Behind that tiny little face that has enthralled my children is a sinister mind. You are getting bolder in your torment of me, poking that little head out from under the fridge and looking at me while I sit here and type. I hear you heartlessly chewing the wires on my fridge. Since you're so smart, I feel sure that you are aware of the current economic crisis, and you should know that instead of replacing a broken fridge, I'd much rather spend my money on something exciting, like gas.
Furthermore, you are giving me no credit for trying humane, no-kill methods at the beginning. I was going to set you free, for Pete's sake–free to take your mousey little mind games over to the neighbor's house.
Thanks to you, I find myself looking for little mice in my peripheral vision, everywhere I go.
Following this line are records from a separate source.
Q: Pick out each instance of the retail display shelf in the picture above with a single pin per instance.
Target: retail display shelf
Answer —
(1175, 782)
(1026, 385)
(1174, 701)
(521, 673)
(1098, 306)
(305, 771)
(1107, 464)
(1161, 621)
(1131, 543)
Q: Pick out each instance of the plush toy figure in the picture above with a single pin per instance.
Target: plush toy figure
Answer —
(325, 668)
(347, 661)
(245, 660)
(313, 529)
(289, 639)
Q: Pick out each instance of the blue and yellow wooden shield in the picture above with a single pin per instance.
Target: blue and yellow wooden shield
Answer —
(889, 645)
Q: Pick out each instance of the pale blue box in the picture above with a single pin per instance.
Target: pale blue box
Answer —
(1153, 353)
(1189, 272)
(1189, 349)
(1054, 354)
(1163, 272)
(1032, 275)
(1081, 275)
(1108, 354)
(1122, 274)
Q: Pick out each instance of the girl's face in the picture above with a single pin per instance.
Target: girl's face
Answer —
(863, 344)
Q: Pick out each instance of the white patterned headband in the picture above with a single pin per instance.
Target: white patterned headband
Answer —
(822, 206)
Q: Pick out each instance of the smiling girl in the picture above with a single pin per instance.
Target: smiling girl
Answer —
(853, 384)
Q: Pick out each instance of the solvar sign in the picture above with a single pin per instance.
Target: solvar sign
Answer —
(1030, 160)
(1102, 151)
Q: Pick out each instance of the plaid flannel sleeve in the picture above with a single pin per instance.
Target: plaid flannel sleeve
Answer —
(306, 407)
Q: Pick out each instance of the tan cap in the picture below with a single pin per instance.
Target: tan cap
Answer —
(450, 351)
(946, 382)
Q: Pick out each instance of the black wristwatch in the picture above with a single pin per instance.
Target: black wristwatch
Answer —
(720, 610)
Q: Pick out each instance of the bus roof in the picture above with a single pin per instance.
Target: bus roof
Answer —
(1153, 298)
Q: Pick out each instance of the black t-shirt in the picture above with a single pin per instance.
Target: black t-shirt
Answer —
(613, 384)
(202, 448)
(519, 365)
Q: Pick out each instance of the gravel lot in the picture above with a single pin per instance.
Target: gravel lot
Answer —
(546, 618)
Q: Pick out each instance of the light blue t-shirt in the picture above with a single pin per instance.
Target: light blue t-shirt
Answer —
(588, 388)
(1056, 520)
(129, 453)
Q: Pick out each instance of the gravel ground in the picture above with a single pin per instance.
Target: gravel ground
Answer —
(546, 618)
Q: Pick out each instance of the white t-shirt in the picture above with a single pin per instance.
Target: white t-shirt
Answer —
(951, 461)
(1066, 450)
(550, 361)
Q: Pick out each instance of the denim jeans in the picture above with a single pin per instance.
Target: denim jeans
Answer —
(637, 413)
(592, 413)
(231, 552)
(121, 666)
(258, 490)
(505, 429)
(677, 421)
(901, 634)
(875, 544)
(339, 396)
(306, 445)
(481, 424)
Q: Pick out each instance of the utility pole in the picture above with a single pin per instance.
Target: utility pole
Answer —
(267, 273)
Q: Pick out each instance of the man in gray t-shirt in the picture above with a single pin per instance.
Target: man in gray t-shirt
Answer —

Every piece of gray fuzz or dirt in my house (and oh, there are many) is suddenly suspect.
You have also ruined peanut butter for me, possibly forever. Every time I see a glob of it now, I picture the residue left behind after you licked the trap clean, without snapping it.
Cheeky little rodent.
You are messing with me.
And it has to stop. I have a friend with a cat, and I'm not afraid to call her, even if it means sneezing for the next three months.
It's you versus me, bucko, and one of us is going down.
And seeing as how I'm the one sitting here composing a letter to a rodent, I think we all know which one it will be.